6 p.m.: One of the most interesting things to keep an eye on about this year’s Academy Awards will be just how many other people have their eyes on them. If all goes as predicted, Oppenheimer will end the night as the highest-grossing Best Picture since The Return of the King, with generous representation for the year’s box-office champ, Barbie. Will having popular movies in play bring audiences back to the Oscars?

Ratings for the broadcast have risen in the past two years, but only compared to the dire numbers put up by the pandemic-era broadcast in 2021. Last year’s ceremony was watched by 18.7 million viewers, just over a third of the 57 million who tuned in to witness Titanic win Best Picture in 1998—a record that, like the 120 million copies sold by Michael Jackson’s Thriller, changing technology has made virtually inconceivable to surpass. Critics have placed the blame on the academy’s supposedly rarefied taste, which, after The Dark Knight missed out on a Best Picture nomination in 2009, led the Oscars to expand the Best Picture field to 10 nominations in a bid to make room for more populist choices.

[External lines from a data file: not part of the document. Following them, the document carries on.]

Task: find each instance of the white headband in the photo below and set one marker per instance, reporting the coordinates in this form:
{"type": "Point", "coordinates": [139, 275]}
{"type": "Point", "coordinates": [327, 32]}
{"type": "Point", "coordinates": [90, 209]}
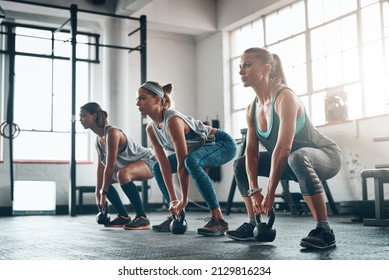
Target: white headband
{"type": "Point", "coordinates": [154, 89]}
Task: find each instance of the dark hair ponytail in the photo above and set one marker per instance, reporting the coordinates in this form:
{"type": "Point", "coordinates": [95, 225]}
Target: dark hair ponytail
{"type": "Point", "coordinates": [94, 108]}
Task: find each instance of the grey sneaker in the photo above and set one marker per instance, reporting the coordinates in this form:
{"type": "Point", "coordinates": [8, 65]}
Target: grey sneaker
{"type": "Point", "coordinates": [319, 238]}
{"type": "Point", "coordinates": [214, 227]}
{"type": "Point", "coordinates": [242, 233]}
{"type": "Point", "coordinates": [138, 223]}
{"type": "Point", "coordinates": [119, 221]}
{"type": "Point", "coordinates": [163, 227]}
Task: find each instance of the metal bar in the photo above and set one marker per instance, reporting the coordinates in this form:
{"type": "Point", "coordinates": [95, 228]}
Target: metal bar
{"type": "Point", "coordinates": [72, 187]}
{"type": "Point", "coordinates": [143, 77]}
{"type": "Point", "coordinates": [108, 14]}
{"type": "Point", "coordinates": [133, 32]}
{"type": "Point", "coordinates": [60, 28]}
{"type": "Point", "coordinates": [10, 107]}
{"type": "Point", "coordinates": [67, 8]}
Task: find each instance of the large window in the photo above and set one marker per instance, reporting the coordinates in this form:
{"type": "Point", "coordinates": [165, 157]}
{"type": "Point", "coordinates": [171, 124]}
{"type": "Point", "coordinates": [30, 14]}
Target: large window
{"type": "Point", "coordinates": [335, 54]}
{"type": "Point", "coordinates": [43, 94]}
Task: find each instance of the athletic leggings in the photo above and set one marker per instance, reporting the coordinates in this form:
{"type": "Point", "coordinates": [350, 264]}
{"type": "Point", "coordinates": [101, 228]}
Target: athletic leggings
{"type": "Point", "coordinates": [307, 166]}
{"type": "Point", "coordinates": [206, 156]}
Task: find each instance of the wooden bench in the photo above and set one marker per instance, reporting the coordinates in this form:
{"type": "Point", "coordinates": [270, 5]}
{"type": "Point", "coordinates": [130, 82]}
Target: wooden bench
{"type": "Point", "coordinates": [380, 176]}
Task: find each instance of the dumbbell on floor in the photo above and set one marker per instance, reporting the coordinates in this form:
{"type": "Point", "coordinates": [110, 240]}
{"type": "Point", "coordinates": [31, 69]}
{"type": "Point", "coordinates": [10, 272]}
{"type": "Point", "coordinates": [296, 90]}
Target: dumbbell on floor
{"type": "Point", "coordinates": [265, 232]}
{"type": "Point", "coordinates": [178, 226]}
{"type": "Point", "coordinates": [103, 217]}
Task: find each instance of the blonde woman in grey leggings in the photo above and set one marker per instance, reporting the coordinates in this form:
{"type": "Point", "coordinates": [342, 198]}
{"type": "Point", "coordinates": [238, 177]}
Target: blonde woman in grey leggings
{"type": "Point", "coordinates": [295, 149]}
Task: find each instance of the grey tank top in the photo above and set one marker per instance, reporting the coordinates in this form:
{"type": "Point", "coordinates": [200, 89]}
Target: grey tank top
{"type": "Point", "coordinates": [201, 132]}
{"type": "Point", "coordinates": [309, 136]}
{"type": "Point", "coordinates": [128, 153]}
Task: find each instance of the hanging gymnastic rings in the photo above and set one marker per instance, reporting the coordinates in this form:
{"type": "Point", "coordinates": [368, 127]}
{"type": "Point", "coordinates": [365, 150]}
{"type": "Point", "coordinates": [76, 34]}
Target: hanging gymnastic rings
{"type": "Point", "coordinates": [4, 130]}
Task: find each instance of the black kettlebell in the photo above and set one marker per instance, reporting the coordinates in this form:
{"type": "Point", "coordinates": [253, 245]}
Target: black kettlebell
{"type": "Point", "coordinates": [265, 232]}
{"type": "Point", "coordinates": [178, 226]}
{"type": "Point", "coordinates": [103, 217]}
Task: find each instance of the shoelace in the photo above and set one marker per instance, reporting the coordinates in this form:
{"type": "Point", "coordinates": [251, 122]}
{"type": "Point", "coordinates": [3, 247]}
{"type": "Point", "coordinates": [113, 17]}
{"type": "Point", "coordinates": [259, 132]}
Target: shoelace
{"type": "Point", "coordinates": [211, 221]}
{"type": "Point", "coordinates": [245, 227]}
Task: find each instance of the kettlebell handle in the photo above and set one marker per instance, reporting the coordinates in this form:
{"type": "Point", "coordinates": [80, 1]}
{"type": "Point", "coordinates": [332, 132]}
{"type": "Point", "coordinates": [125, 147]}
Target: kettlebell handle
{"type": "Point", "coordinates": [104, 208]}
{"type": "Point", "coordinates": [270, 222]}
{"type": "Point", "coordinates": [182, 217]}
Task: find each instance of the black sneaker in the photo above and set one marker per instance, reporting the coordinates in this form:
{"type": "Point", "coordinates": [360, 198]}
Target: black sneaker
{"type": "Point", "coordinates": [319, 238]}
{"type": "Point", "coordinates": [242, 233]}
{"type": "Point", "coordinates": [138, 223]}
{"type": "Point", "coordinates": [214, 227]}
{"type": "Point", "coordinates": [119, 221]}
{"type": "Point", "coordinates": [163, 227]}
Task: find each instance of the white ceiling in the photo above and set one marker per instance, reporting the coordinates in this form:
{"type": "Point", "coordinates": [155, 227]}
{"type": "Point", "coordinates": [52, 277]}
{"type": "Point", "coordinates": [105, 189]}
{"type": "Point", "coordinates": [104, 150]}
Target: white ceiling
{"type": "Point", "coordinates": [196, 18]}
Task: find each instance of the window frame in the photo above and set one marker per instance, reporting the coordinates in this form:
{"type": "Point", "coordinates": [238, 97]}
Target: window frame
{"type": "Point", "coordinates": [345, 12]}
{"type": "Point", "coordinates": [92, 57]}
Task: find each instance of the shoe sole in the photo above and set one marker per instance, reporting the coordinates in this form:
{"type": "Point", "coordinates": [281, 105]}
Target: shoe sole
{"type": "Point", "coordinates": [137, 228]}
{"type": "Point", "coordinates": [314, 246]}
{"type": "Point", "coordinates": [113, 226]}
{"type": "Point", "coordinates": [160, 230]}
{"type": "Point", "coordinates": [210, 233]}
{"type": "Point", "coordinates": [238, 238]}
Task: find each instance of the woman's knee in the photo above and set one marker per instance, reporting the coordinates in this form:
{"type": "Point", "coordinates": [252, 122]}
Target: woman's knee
{"type": "Point", "coordinates": [191, 162]}
{"type": "Point", "coordinates": [123, 176]}
{"type": "Point", "coordinates": [296, 158]}
{"type": "Point", "coordinates": [240, 165]}
{"type": "Point", "coordinates": [156, 169]}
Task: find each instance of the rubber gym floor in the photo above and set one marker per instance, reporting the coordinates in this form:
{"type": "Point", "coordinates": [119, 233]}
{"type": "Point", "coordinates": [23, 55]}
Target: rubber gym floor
{"type": "Point", "coordinates": [61, 237]}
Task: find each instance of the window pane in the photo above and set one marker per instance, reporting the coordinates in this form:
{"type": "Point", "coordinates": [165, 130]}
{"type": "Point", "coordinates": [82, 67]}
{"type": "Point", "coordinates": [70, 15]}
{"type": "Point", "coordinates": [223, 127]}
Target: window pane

That hasn’t entirely worked out as planned; with a few exceptions, including 2022’s Avatar and Top Gun sequels, voters have used the extra slots mainly to recognize more small-budget and international fare. And the Academy Awards’ ratings have continued to dwindle. But is it really the movies’ fault? The Oscars’ most-watched broadcast of the 21st century was in 2014, when Best Picture went to 12 Years a Slave—a historic winner, but no one’s idea of a blockbuster.

It’s true that the year of The Return of the King, in 2004, drew the Oscars’ second-biggest audience since the turn of the millennium. But this year’s Oscars will act as an acid test for the idea that having more popular nominees guarantees a larger audience. It seems more plausible that the Oscars’ ratings have shrunk for the simple reason that fewer people are watching TV overall, especially in the ways TV ratings measure. (At this point, acting as if the only audience that matters is people watching in real time on their TV sets comes close to professional malpractice.) If Oppenheimer wins and the ratings don’t soar, we’ll know for certain that the Oscars’ problems are bigger and more intractable than any blockbuster can fix. —Sam Adams

5:30 p.m.: This year, the 96th Academy Awards have an early kickoff time of 7 p.m. Eastern Daylight Time. As always, Slate’s Culture team will be weighing in on the broadcast all night, covering the triumphs, the outrages, the number of “Ken” puns uttered, and so much more. Will host Jimmy Kimmel bring groans or laughter? Will Cillian Murphy find some way to radiate his disdain for the British? Who will take home the ultimate prize (a pure and unsullied love of cinema)? Stick around and find out.